Thank you both @ryland, @maxim!

Could you please answer the last open point?

From the Temporal point of view, an activity implementation is just a function that is called from multiple goroutines. Note that you can specify a limit of the maximum number of parallel activity invocations per worker. And the SDK is going to guarantee that no more than that limit is called in parallel. If a single worker process cannot keep up with the load you are expected to scale out by running more such processes.

Understood thank you. That means I can rely on the standard cpu/Memory metrics of the container and scale horizontally when needed.

A metric to watch is schedule to start latency which represents how long an activity task stayed in a task queue. If workers are able to keep up with the load this latency should be close to zero. If worker cannot keep up the time is going to increase.

About the above reset, was this referring to calling ContinueAsNew every 30 days?

Looking again at the example here: What is a Temporal Workflow? | Temporal Documentation, should this be implemented with ContinueAsNew? If we’re executing roughly the same amount of activities (3-4) every 30 days, at what point would this hit max history constraints?

I think the limit of history size is 100k events. So 3-4 activities per month wouldn’t require the continue as new for many years unless activity inputs and outputs are very large.

One reason to call continue as new more frequently is versioning. If you call it on a timer once a month then there is a hard guarantee that no workflow code is using a version that is more than a month old. This would allow eliminating old versions based on this knowledge.

Would another potential option be separating it into a ChildWorkflow?

I’m not sure how a child workflow helps with a perpetually running workflow versioning.

Hmm - like, instead of running the 3-4 activities in the same long running workflow (that run once a month), it’d run in a child workflow. This child workflow would be spawned each month. This would allow new code there, but you’re right that you’d still have this parent workflow that is very long-lived.

That might be okay though, in the case of a basic subscriptions program, which just is running some code every 30 days except when terminated.

I see. This way the parent workflow indeed would be very simple and require much less maintenance.

Just to follow up, I actually used a restart frequency factor parameter. Which defines after how many events/signals/loops should the history be reset.

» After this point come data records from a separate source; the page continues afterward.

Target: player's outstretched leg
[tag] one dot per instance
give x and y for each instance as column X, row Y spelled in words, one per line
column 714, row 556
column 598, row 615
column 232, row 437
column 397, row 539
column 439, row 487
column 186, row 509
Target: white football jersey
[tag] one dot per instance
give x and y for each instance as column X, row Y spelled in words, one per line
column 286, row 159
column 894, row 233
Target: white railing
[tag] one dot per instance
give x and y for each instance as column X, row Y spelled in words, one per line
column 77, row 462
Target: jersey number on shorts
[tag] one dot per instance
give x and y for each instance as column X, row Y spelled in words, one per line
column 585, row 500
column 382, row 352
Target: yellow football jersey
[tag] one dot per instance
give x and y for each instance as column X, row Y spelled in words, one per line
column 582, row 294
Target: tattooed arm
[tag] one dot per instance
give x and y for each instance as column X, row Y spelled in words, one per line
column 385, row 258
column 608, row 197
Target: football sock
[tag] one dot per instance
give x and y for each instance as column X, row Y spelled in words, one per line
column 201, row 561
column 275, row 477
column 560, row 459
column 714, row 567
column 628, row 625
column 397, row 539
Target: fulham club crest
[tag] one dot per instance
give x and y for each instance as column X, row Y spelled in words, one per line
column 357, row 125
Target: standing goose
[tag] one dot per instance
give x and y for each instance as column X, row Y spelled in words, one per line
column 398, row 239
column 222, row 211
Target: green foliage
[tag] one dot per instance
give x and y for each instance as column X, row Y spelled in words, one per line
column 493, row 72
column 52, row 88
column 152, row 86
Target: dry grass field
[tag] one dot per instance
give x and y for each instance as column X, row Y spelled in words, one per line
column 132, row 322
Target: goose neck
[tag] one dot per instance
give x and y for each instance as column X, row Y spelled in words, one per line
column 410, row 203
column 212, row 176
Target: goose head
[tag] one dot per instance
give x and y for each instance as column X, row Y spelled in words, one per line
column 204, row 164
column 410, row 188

The current implementation takes a parameters and multiples by a fixed baseline.

Example:

const frequencyBase = 10000

func SubscriptionWorkflow(ctx workflow.Context, details Details) error {
    ...
    limit := details.FrequencyFactor * frequencyBase
    ...
    For i := 0; i < limit; i++ { ...workflow body... }
    ...
    return workflow.NewContinueAsNewError(ctx, SubscriptionWorkflow, details)
}

The idea was to quickly adjust the restart limit on new workflows by changing the factor without redeploying the application.

The restart frequency approach is fine. I personally prefer the time based one as it gives better guarantees around which versions are in production.

That makes perfect sense, I will have to take a deeper look at versioning.
I wanted to go into production with a proof of concept, hence the sloppy solution to remind me that it needs to be reset at one point. Although I’m resetting way too often currently :slight_smile:, roughly around every 150 events, your mentioned 100k is a much nicer limit.

Resetting every 150 events is not a problem. Temporal own CRON workflow implementation calls continue as new after each iteration, for example.

The optimal frequency should be chosen carefully when you run a very large number of such workflows in parallel. For example, let’s say that there are have 300 million parallel workflows that reset once a day. Then just reset traffic is going to generate around 3.5 thousand workflow starts per second. Change this to once per month and this background rate drops to 115 per second.